Des opérations financières douteuses.

Il ressort de toute la complexité de ces dossiers tels qu’ont pu les mettre en les rapports  produits ça et là par des cabinets de consultants recrutés, au vu des investigations et enquêtes menées par la presse ainsi qu’à l’analyse des procédures judiciaires en cours tant au Cameroun qu’en Suisse et aux états unis, que les opérations menées par YMF dans le cadre de la gestion de la camair et de l’achat de l’Albatros ne sont pas au dessus de tout soupçon. Toutefois, il est évident que la manifestation de la vérité dans ce type d’affaire demande beaucoup de temps et d’expertise. Si les faits dont on accuse les autres personnes incarcérées dans la cadre de ce dossier sont moins bien cernées, il n’en reste pas moins vrai son passage à la CAMAIR lui a ouvert les portes de la finance et de la spéculation financière internationale qui a donné une nouvelle dimension à ses activités. L’homme d’affaires ne s’effacera jamais devant sa casquette d’agent public.Moralité : « on ne saurait demander à un loup de veiller sur une bergerie sans qu’il prenne un peu plus d’embonpoint ». Toutefois de nombreux arguments militent en sa faveur.


Pourquoi YMF ne devrait-il pas être condamné.

Premièrement, il n’avait demandé à personne de venir le chercher là où il se trouvait dans le Groupe Fotso, occupé à agrandir l’empire que lui a laissé son père (il faut remarquer qu’entretemps le groupe Afriland l’a quasiment surpassé et que son implantation internationale a été brutalement freinée).

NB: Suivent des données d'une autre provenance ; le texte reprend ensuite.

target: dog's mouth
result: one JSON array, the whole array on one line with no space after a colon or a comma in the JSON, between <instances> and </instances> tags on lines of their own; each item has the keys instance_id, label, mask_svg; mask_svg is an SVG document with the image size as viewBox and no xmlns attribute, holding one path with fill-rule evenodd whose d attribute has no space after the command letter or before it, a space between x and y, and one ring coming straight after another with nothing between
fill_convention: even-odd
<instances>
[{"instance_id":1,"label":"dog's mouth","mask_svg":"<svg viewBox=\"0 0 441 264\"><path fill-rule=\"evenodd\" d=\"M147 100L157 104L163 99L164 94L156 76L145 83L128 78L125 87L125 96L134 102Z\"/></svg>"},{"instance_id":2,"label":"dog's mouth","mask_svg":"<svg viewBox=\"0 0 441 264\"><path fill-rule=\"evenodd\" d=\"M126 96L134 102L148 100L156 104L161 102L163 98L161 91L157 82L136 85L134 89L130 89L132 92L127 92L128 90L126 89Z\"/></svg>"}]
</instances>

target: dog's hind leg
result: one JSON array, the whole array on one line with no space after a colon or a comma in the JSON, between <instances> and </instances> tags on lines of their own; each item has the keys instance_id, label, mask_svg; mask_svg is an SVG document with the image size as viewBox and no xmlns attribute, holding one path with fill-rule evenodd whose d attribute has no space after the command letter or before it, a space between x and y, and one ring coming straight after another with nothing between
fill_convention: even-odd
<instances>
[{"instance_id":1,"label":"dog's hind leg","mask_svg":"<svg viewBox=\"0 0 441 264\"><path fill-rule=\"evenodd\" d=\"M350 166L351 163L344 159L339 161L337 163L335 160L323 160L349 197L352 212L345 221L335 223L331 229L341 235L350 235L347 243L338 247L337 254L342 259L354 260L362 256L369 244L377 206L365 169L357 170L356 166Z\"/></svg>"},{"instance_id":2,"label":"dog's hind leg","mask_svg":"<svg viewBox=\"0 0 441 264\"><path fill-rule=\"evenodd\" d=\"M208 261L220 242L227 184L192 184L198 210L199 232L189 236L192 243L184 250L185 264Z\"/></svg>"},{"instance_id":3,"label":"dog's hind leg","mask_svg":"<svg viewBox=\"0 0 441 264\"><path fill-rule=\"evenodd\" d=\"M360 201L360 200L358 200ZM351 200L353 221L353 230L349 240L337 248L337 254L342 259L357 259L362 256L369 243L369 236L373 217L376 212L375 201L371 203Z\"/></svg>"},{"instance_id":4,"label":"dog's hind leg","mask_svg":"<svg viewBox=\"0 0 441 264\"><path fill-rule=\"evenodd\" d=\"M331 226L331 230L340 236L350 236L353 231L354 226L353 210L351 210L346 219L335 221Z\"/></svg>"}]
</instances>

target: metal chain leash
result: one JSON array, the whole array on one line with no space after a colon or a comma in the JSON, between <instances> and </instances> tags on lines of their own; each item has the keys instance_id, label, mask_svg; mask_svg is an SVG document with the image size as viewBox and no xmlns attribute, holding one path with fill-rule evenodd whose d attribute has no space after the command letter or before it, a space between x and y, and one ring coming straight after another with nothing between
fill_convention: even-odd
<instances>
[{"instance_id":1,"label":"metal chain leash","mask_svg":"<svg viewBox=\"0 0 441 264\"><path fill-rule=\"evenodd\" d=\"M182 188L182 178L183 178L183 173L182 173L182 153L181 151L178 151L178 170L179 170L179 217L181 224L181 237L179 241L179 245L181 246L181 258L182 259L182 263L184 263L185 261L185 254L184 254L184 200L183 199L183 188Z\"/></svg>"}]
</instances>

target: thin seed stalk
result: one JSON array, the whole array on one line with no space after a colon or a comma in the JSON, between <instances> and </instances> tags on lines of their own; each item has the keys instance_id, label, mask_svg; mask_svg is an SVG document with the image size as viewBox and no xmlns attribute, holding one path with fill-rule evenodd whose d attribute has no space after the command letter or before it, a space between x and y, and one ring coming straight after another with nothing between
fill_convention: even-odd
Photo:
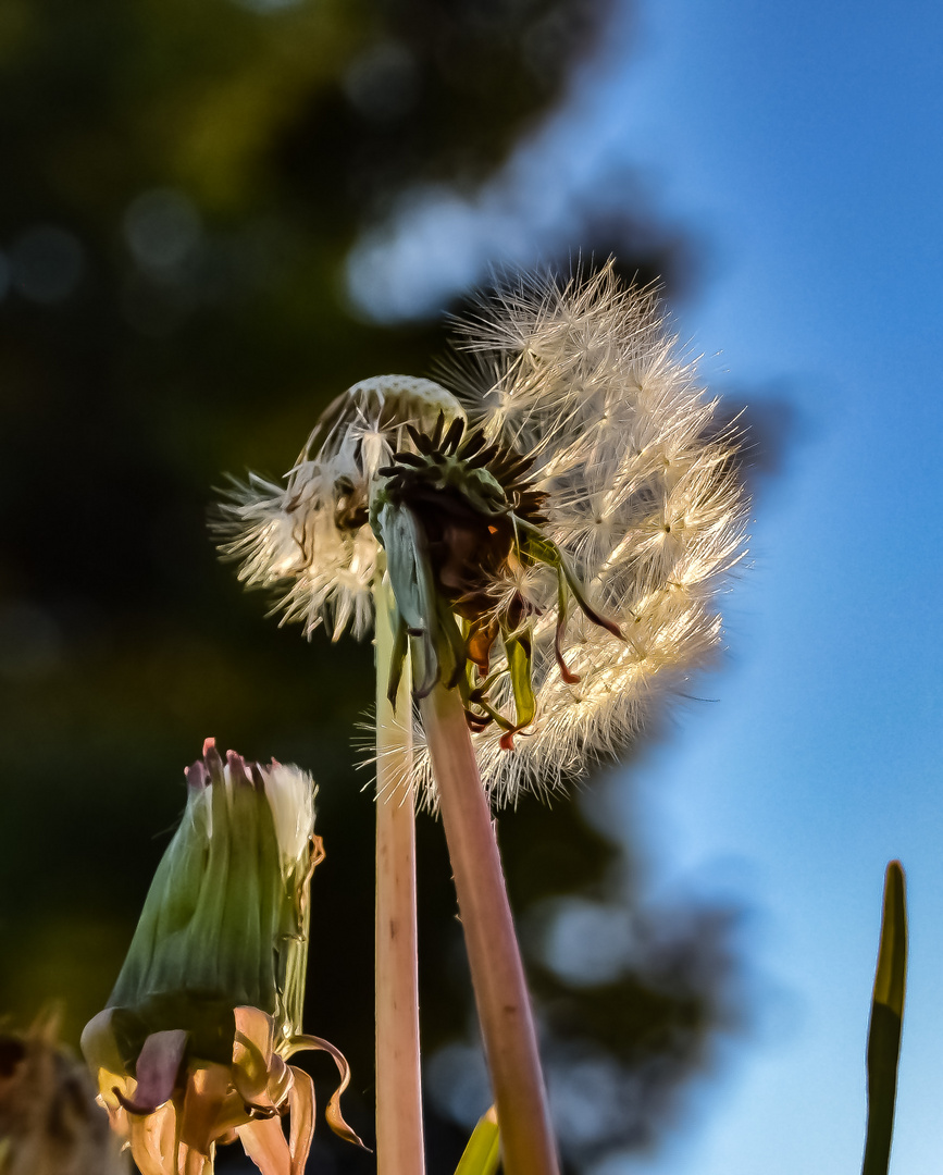
<instances>
[{"instance_id":1,"label":"thin seed stalk","mask_svg":"<svg viewBox=\"0 0 943 1175\"><path fill-rule=\"evenodd\" d=\"M393 647L389 580L373 590L377 664L376 1068L378 1175L424 1175L416 818L409 658L396 705L386 697Z\"/></svg>"},{"instance_id":2,"label":"thin seed stalk","mask_svg":"<svg viewBox=\"0 0 943 1175\"><path fill-rule=\"evenodd\" d=\"M462 700L437 685L420 701L449 844L505 1175L559 1175L531 1001L498 842Z\"/></svg>"}]
</instances>

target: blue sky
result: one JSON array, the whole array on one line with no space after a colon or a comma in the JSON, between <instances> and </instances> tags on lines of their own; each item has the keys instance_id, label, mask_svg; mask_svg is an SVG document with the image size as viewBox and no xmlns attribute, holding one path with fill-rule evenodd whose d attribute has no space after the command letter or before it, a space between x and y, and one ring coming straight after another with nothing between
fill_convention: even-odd
<instances>
[{"instance_id":1,"label":"blue sky","mask_svg":"<svg viewBox=\"0 0 943 1175\"><path fill-rule=\"evenodd\" d=\"M356 296L358 264L388 261L378 316L427 308L487 256L526 261L631 162L635 197L706 244L676 318L708 381L795 407L726 610L730 667L703 691L719 703L635 768L645 803L597 800L647 821L656 885L753 911L756 1027L692 1092L693 1124L599 1175L860 1169L893 857L911 961L891 1169L943 1166L941 45L929 2L641 0L503 177L418 194L351 264Z\"/></svg>"}]
</instances>

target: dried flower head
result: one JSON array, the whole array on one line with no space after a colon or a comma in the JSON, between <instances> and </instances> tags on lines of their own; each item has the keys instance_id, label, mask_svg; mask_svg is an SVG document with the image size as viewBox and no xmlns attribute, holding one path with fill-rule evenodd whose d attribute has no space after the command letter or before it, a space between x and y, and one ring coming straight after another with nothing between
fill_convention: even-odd
<instances>
[{"instance_id":1,"label":"dried flower head","mask_svg":"<svg viewBox=\"0 0 943 1175\"><path fill-rule=\"evenodd\" d=\"M283 485L250 475L234 482L215 531L247 586L287 585L282 623L305 636L324 625L337 640L364 636L373 617L378 545L369 525L370 484L406 443L406 425L431 429L439 414L464 418L431 380L379 376L355 384L326 409Z\"/></svg>"},{"instance_id":2,"label":"dried flower head","mask_svg":"<svg viewBox=\"0 0 943 1175\"><path fill-rule=\"evenodd\" d=\"M211 1175L216 1144L236 1137L264 1175L301 1175L315 1115L311 1079L287 1063L301 1049L335 1059L328 1123L359 1143L338 1106L346 1061L302 1033L309 885L323 858L314 785L297 767L233 751L223 764L213 739L187 784L183 820L82 1052L143 1175Z\"/></svg>"},{"instance_id":3,"label":"dried flower head","mask_svg":"<svg viewBox=\"0 0 943 1175\"><path fill-rule=\"evenodd\" d=\"M223 550L249 583L291 579L285 618L337 636L369 624L376 535L400 653L407 637L419 693L439 677L463 691L500 805L618 754L710 660L748 506L739 437L656 294L612 263L506 283L457 333L451 392L429 385L420 410L403 377L351 389L284 490L234 497Z\"/></svg>"}]
</instances>

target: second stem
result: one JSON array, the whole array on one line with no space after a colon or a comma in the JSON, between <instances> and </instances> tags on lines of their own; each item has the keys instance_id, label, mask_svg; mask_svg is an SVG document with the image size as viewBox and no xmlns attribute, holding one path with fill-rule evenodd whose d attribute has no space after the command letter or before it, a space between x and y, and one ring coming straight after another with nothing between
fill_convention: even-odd
<instances>
[{"instance_id":1,"label":"second stem","mask_svg":"<svg viewBox=\"0 0 943 1175\"><path fill-rule=\"evenodd\" d=\"M506 1175L558 1175L531 1001L465 711L442 684L420 704L465 932Z\"/></svg>"},{"instance_id":2,"label":"second stem","mask_svg":"<svg viewBox=\"0 0 943 1175\"><path fill-rule=\"evenodd\" d=\"M386 697L392 592L373 590L377 651L376 1065L378 1175L424 1175L409 659Z\"/></svg>"}]
</instances>

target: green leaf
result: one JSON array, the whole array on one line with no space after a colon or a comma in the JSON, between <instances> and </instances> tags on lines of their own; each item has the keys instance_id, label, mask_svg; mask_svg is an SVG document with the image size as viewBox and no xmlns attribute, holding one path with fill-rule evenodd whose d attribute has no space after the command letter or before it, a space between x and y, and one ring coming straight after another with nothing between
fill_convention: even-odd
<instances>
[{"instance_id":1,"label":"green leaf","mask_svg":"<svg viewBox=\"0 0 943 1175\"><path fill-rule=\"evenodd\" d=\"M514 710L517 711L517 728L533 721L537 701L531 680L531 659L533 643L526 629L523 632L508 633L504 638L507 654L507 669L511 673L511 686L514 691Z\"/></svg>"},{"instance_id":2,"label":"green leaf","mask_svg":"<svg viewBox=\"0 0 943 1175\"><path fill-rule=\"evenodd\" d=\"M897 1097L907 987L907 895L900 861L888 865L881 945L868 1029L868 1132L862 1175L887 1175Z\"/></svg>"},{"instance_id":3,"label":"green leaf","mask_svg":"<svg viewBox=\"0 0 943 1175\"><path fill-rule=\"evenodd\" d=\"M456 1175L494 1175L500 1162L498 1116L492 1106L478 1120L469 1144L458 1161Z\"/></svg>"}]
</instances>

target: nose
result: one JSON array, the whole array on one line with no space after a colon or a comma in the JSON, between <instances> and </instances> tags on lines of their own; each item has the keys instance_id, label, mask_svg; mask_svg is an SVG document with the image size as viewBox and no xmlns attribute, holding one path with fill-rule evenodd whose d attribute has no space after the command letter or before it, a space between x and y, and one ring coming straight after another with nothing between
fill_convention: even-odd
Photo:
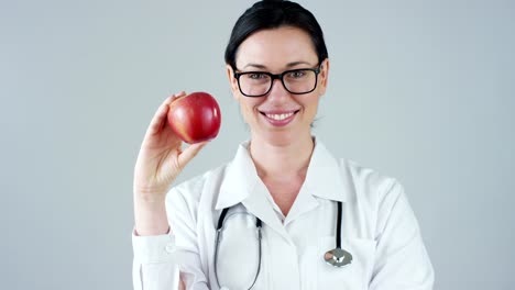
<instances>
[{"instance_id":1,"label":"nose","mask_svg":"<svg viewBox=\"0 0 515 290\"><path fill-rule=\"evenodd\" d=\"M287 98L291 98L289 92L286 90L281 79L274 79L272 82L272 89L270 89L266 99L281 101Z\"/></svg>"}]
</instances>

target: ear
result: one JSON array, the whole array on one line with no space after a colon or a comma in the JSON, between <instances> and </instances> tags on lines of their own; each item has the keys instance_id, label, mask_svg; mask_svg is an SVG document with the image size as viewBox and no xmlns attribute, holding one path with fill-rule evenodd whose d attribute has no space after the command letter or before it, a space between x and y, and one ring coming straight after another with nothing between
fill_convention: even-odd
<instances>
[{"instance_id":1,"label":"ear","mask_svg":"<svg viewBox=\"0 0 515 290\"><path fill-rule=\"evenodd\" d=\"M320 88L320 96L326 93L327 83L329 82L329 58L326 58L320 64L320 74L318 75L318 83Z\"/></svg>"},{"instance_id":2,"label":"ear","mask_svg":"<svg viewBox=\"0 0 515 290\"><path fill-rule=\"evenodd\" d=\"M232 97L238 100L240 89L238 88L238 80L234 78L234 70L230 65L226 65L227 78L229 79L229 85L231 86Z\"/></svg>"}]
</instances>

Deuxièmement, on ne lui a pas demandé de se défaire de ses autres responsabilités de dirigeants d’entreprises afin d’éviter les conflits d’intérêts. On ne l’a pas non plus empêché d’utiliser l’argent de son groupe pour financer les opérations de la Camair afin d’éviter les prises illégales d’intérêts, la concussion, etc.
Troisièmement, on lui a confié l’achat de l’avion présidentiel ce qui ne fait pas normalement partie des missions d’une compagnie de transport aérienne fut-elle nationale ? On a jamais sollicité de telles missions quant il s’agit des véhicules présidentiels. C’est aux services de la présidence qu’il appartenait de le faire, selon les lois et règlements relatifs à la commande publique.

Quatrièmement, on lui a demandé de se livrer à des montages financiers occultes pour le compte de la présidence ce qui n’était pas non plus son rôle. C’est aux services secrets de monter des opérations que l’on pourrait classer dans le cadre de la souveraineté nationale. Cela aurait évité d’étaler sur la place publique ce type de dossier qui n’honore pas le Cameroun.

En conclusion, il apparaît donc clairement que c’est au chef de l’Etat et à tous ses collaborateurs concernés qu’il appartient de rendre des comptes et de dire pourquoi ils ont confié à un hommes d’affaires la gestion d’une entreprise publique sensible, sans en définir des termes de références en adéquation avec l’orthodoxie des finances publiques tels qu’enseignée à l’ENAM. Il faudrait aussi expliquer pourquoi lui avoir confié des missions occultes qui ne cadraient pas avec son statut de privé. Cette affaire Albatros traduit simplement un sérieux problème de gouvernance qui affectent tous les pans de notre administration et donnent accès à tous genre d’affairisme. Vivement de la rigueur dans la gestion  de la chose publique.